Perdió la noción del tiempo. No tenía idea de la distancia que llevaba recorrida ni cuánto faltaba aún para llegar al sitio que buscaba. Ni siquiera sabía si podría hallarlo.
Los zapatos se le partieron. Tuvo que llenarlos con pasto seco y atarlos con tiras cortadas de sus pantalones.
Un día, al inclinarse sobre un charco para beber, se encontró ante un rostro extraño. Fue una verdadera sorpresa comprender que se trataba de su propia cara: se había convertido en un hombre barbado, sucio y harapiento, mareado por la fatiga.
Los días pasaron, uno tras otro. El seguía avanzando hacia el noroeste, adelantando los pies con movimientos casi automáticos. El sol le quemó la piel; las quemaduras acabaron por curtirse. Cruzó un río ancho y profundo valiéndose de un tronco; le llevó mucho tiempo llegar a la otra orilla y en cierto momento estuvo a punto de caer al agua, pero logró atravesarlo.
Y seguía andando. No había otra cosa que hacer.

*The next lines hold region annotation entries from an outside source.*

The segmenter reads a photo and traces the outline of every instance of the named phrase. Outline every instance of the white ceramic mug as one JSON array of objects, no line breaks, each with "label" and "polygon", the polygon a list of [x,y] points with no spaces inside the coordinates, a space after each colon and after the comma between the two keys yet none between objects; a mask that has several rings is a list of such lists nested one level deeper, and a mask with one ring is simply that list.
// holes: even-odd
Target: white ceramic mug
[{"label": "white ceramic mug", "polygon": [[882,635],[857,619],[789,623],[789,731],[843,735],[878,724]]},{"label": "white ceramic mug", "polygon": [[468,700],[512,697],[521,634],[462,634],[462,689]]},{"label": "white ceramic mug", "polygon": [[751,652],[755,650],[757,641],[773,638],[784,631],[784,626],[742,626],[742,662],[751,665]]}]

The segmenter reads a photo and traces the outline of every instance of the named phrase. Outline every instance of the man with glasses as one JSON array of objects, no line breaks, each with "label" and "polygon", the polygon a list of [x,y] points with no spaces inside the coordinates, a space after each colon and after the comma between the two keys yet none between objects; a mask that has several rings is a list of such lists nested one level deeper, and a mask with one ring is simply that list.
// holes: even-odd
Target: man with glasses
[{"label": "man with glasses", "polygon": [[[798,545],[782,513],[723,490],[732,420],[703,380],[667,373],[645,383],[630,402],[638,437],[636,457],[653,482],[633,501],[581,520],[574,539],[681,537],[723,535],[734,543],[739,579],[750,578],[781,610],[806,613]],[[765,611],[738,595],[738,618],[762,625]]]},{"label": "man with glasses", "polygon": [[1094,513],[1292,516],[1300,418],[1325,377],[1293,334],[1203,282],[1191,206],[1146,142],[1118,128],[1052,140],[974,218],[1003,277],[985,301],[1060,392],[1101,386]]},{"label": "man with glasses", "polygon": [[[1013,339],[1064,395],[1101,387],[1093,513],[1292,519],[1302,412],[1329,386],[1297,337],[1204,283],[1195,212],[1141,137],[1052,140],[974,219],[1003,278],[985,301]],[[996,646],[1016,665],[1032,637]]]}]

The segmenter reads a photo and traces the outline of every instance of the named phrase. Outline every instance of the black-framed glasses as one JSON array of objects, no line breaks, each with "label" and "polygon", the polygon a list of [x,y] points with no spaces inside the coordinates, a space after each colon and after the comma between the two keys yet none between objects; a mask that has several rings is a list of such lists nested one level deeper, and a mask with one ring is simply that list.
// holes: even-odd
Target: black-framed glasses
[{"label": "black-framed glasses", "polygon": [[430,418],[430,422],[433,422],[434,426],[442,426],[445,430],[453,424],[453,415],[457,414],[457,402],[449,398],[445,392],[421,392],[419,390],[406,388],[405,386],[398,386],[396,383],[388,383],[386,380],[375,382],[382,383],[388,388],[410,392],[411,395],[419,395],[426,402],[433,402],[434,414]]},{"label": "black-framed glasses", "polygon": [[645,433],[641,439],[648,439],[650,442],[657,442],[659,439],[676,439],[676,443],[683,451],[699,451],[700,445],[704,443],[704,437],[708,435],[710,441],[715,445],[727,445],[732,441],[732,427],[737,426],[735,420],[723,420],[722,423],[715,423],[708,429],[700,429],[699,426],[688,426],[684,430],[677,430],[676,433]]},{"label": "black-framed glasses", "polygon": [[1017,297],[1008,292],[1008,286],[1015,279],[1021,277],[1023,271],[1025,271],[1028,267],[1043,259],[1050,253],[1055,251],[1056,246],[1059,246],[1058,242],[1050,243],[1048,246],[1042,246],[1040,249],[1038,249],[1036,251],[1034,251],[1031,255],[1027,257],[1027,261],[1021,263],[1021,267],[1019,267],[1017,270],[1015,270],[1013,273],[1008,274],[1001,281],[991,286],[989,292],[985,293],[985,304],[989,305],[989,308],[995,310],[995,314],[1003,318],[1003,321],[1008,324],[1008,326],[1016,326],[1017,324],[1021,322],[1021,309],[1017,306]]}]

Marchaba a través de una tierra vacía, sin rastros de haber sido habitada alguna vez, aunque presentaba todas las ventajas para la colonización: el suelo era fértil, el pasto brotaba alto y espeso; los árboles, agrupados en bosquecillos a la orilla de los riachos, se erguían en línea recta hacia el cielo.
Al fin un día, precisamente antes del crepúsculo, llegó a la parte más alta de una elevación y pudo ver la tierra a sus pies; descendía hacia la lejana cinta de un río que creyó reconocer. Pero no fue el río lo que atrajo su atención, sino el fulgor del sol poniente sobre una vasta zona cubierta de metal, a lo lejos.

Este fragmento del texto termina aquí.